How to maximize CPU performance for PostgreSQL 12.0 benchmarks on Linux

HammerDB doesn’t publish competitive database benchmarks, instead we always encourage people to be better informed by running their own.  Nevertheless in this blog sometimes we do publish performance data to highlight best practices or potential configuration pitfalls and although we’ve mentioned this one before it is worth dedicating an entire post to it as this issue seems to appear numerous times running database workloads on Linux.

As noted previously  the main developer of HammerDB is an Intel employee (#IAMINTEL) however HammerDB is a personal open source project and any opinions are my own, specific to the context of HammerDB as an independent personal project and not representing Intel.

So over at Phoronix some database benchmarks were published showing   PostgreSQL 12 Performance With AMD EPYC 7742 vs. Intel Xeon Platinum 8280 Benchmarks  

So what jumps out immediately here is the comment “The single-threaded PostgreSQL 12 performance was most surprising.” Usually when benchmark results are surprising it is a major hint that something could be misconfigured  and that certainly seems the case here, so what could it be?  Well its difficult to be entirely sure however the tests have all the characteristics of tests observed previously where the CPUs are running in powersave mode.

So lets take an Ubuntu system with Platinum 8280 CPUs with the following Ubuntu OS, reboot and check the CPU configuration before running any tests.

# uname -a
Linux ubuntu19 5.3.0-rc3-custom #1 SMP Mon Aug 12 14:07:33 UTC 2019 x86_64 x86_64 x86_64 GNU/Linux

Welcome to Ubuntu 19.04 (GNU/Linux 5.3.0-rc3-custom x86_64)

So by default, the system boots into powersave.  You can see this by running the “cpupower frequency-info” command and checking the governor line. Note that this is also the case on the developer’s Ubuntu based laptop and therefore is a logical default where systems may be running on battery power.  it is also extremely important to note that for Intel CPUs the driver must show “intel_pstate” if it doesn’t then either your kernel does not support the CPU or you have misconfigured BIOS settings. (Yes it is worth reiterating that for Intel CPUs the driver MUST show intel_pstate, if it doesn’t then something is set up wrong)

cpupower frequency-info
analyzing CPU 0:
driver: intel_pstate
CPUs which run at the same hardware frequency: 0
CPUs which need to have their frequency coordinated by software: 0
maximum transition latency: Cannot determine or is not supported.
hardware limits: 1000 MHz - 4.00 GHz
available cpufreq governors: performance powersave
current policy: frequency should be within 1000 MHz and 4.00 GHz.
The governor "powersave" may decide which speed to use
within this range.
current CPU frequency: Unable to call hardware
current CPU frequency: 1.00 GHz (asserted by call to kernel)
boost state support:
Supported: yes
Active: yes

So after installing PostgreSQL 12.0 we can install and run the single-threaded pgbench fairly simply (as a single threaded test we verified that the scale factor does not impact the result).

./bin/createdb pgbench
./bin/pgbench -i -s \$SCALING_FACTOR pgbench
./bin/pgbench -c 1 -S -T 60 pgbench
starting vacuum...end.
transaction type: <builtin: select only>
scaling factor: 1000
query mode: simple
number of clients: 1
number of threads: 1
duration: 60 s
number of transactions actually processed: 1377426
latency average = 0.044 ms
tps = 22957.058444 (including connections establishing)
tps = 22957.628615 (excluding connections establishing)
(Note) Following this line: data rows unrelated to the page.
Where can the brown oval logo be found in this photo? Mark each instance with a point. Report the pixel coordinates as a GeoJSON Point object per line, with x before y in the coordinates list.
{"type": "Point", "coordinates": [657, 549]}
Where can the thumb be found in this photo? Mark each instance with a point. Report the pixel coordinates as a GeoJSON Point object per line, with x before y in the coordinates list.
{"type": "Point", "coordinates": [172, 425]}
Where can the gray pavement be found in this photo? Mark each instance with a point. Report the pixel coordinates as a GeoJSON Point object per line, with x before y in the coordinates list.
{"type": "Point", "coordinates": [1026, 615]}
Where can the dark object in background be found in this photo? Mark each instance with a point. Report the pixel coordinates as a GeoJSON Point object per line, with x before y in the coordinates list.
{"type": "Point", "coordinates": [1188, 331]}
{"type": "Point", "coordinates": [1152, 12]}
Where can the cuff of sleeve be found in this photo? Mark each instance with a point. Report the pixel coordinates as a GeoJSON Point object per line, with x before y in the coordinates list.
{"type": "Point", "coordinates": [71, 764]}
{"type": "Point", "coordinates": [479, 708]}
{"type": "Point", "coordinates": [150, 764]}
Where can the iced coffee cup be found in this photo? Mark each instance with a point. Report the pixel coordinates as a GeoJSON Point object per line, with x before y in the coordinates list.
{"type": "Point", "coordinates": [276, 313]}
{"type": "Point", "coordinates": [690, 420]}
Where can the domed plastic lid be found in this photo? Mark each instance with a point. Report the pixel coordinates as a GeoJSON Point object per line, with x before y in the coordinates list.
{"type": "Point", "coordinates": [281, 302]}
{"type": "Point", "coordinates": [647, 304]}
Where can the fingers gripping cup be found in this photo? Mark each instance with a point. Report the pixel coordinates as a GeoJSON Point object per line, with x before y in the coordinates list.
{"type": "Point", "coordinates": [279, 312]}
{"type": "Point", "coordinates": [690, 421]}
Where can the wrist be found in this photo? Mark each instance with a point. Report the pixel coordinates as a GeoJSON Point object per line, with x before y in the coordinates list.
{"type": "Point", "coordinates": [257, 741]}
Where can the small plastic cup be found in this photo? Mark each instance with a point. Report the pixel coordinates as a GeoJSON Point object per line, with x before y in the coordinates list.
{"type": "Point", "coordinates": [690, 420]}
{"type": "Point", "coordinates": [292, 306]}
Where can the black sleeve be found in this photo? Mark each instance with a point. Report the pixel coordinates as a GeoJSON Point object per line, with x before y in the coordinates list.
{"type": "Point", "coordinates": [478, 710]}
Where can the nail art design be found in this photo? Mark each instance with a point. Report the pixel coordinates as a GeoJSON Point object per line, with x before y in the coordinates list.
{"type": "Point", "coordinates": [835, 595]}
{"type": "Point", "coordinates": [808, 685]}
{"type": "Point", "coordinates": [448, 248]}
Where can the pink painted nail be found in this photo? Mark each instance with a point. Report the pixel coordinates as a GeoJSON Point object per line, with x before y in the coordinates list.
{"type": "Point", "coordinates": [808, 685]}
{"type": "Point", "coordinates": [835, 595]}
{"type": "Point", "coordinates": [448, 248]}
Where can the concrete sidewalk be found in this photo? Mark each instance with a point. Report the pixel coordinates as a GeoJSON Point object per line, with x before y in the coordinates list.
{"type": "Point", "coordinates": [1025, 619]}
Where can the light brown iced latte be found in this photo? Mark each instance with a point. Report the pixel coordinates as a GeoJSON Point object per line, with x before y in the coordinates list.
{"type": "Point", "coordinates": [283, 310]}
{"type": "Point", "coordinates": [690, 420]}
As this result is pretty lacklustre, lets check the frequency that the CPU is running at using the turbostat command.  Note that turbostat will show you the maximum frequency your system can run out depending on how many cores are utilised. Therefore in this case for a single-threaded workload we should be able to run up to 4GHz depending on what else is running at the time.

# ./turbostat
turbostat version 18.07.27 - Len Brown <lenb@kernel.org></lenb@kernel.org>
CPUID(0): GenuineIntel 0x16 CPUID levels; 0x80000008 xlevels;
...
33 * 100.0 = 3300.0 MHz max turbo 28 active cores
35 * 100.0 = 3500.0 MHz max turbo 24 active cores
37 * 100.0 = 3700.0 MHz max turbo 20 active cores
37 * 100.0 = 3700.0 MHz max turbo 16 active cores
37 * 100.0 = 3700.0 MHz max turbo 12 active cores
37 * 100.0 = 3700.0 MHz max turbo 8 active cores
38 * 100.0 = 3800.0 MHz max turbo 4 active cores
40 * 100.0 = 4000.0 MHz max turbo 2 active cores
...

Now running turbostat while pgbench is running we can see one core is busy, however it is only running at an average of 2.7 – 2.8 GHz over the snapshot time with a couple of examples below.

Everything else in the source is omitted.